Comment by nomilk

19 hours ago

Pre-AI, having access to code (e.g. if it leaked or even just open source) could allow hackers to more easily discover exploits. I wonder if that threat is now much more severe in the age of AI. Thankfully GitHub have probably themselves run their code through many AI security tools so any vulnerabilities would have already been found and patched. Hopefully.

As a developer or security researcher, you're able to download and run GitHub Enterprise Server. I'm not sure having access to the full source code makes a meaningful difference for most of GitHub's surface area, given it's largely Ruby.

  • LLMs can't really parse compiled code to find exploits, maybe code in scripting languages (python, js, etc) even if minified. So I don't quite agree with you, having access to the source can definitely help find exploits even in pre-LLM days.

    • Also, the Github enterprise code is "obfuscated" but it uses a trivially reversible method just meant to be a minor roadblock. After you get past that you get the full ruby source code, no minification or anything.

      For a while the key was literally:

      > This obfuscation is intended to discourage GitHub Enterprise customers from making modifications to the VM. We know this 'encryption' is easily broken.

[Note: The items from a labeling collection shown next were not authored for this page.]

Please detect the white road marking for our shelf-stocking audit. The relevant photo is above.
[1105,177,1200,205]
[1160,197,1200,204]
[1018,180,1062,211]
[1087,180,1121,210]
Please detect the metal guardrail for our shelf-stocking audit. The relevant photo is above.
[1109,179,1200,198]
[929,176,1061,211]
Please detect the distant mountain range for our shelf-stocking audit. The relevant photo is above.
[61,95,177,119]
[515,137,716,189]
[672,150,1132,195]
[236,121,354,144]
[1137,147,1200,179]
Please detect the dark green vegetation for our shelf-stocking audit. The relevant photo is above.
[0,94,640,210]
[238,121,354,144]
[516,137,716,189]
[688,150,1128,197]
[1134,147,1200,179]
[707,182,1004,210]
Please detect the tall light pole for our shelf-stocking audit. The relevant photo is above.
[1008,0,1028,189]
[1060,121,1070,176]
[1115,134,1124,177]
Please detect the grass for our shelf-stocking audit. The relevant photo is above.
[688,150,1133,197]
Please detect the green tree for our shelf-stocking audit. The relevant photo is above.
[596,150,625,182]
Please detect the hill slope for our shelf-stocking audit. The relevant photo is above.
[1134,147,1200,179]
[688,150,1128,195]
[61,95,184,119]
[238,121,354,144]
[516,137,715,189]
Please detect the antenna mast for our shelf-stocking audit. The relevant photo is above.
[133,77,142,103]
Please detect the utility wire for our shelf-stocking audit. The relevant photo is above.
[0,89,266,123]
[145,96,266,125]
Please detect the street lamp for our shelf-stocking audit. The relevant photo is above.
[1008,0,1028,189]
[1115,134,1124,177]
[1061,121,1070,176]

    • Pretty much everyone disagrees with you, especially when you add in decompiler tools to the LLM.

    • how to say you haven't tried llms since 2023 without saying it, that's quite literally one of the things they excel at

I just had a disturbing thought. What if the LLM providers start blocklisting certain codebases?

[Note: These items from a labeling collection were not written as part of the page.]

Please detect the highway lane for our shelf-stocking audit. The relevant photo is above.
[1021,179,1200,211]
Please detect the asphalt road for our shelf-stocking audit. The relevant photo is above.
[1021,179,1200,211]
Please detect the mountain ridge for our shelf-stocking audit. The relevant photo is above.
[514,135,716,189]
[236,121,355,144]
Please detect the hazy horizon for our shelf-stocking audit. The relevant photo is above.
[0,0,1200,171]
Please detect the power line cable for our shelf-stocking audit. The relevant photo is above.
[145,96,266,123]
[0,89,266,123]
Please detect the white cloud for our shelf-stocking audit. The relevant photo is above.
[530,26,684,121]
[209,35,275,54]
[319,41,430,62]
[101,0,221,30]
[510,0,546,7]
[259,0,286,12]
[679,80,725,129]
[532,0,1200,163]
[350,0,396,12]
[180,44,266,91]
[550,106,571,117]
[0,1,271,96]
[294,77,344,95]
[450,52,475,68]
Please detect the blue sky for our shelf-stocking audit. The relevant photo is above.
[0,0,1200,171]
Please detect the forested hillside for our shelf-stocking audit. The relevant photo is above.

“I’m sorry Dave, I can’t do that. This codebase has been identified as proprietary.”

  • Oh! That looks like a nail to me... why not check all file hashes against a CP database? That database could be maintained by, well, some government agency, but don't worry about it, it's gonna be super secure and there's no abuse potential or something at all!

> I wonder if that threat is now much more severe in the age of AI.

It is. I've been using Codex to analyse repositories en masse for a project I'm working on now[0]. Codex, Claude (my usual weapon of choice), etc., make pretty short work of looking for all kinds of problems and antipatterns in large codebases.

[0] Before any wags chime in, no, I'm not the one who hacked Nx and exported 4000 internal GitHub repos. I'm talking about a legitimate client project for a reputable company!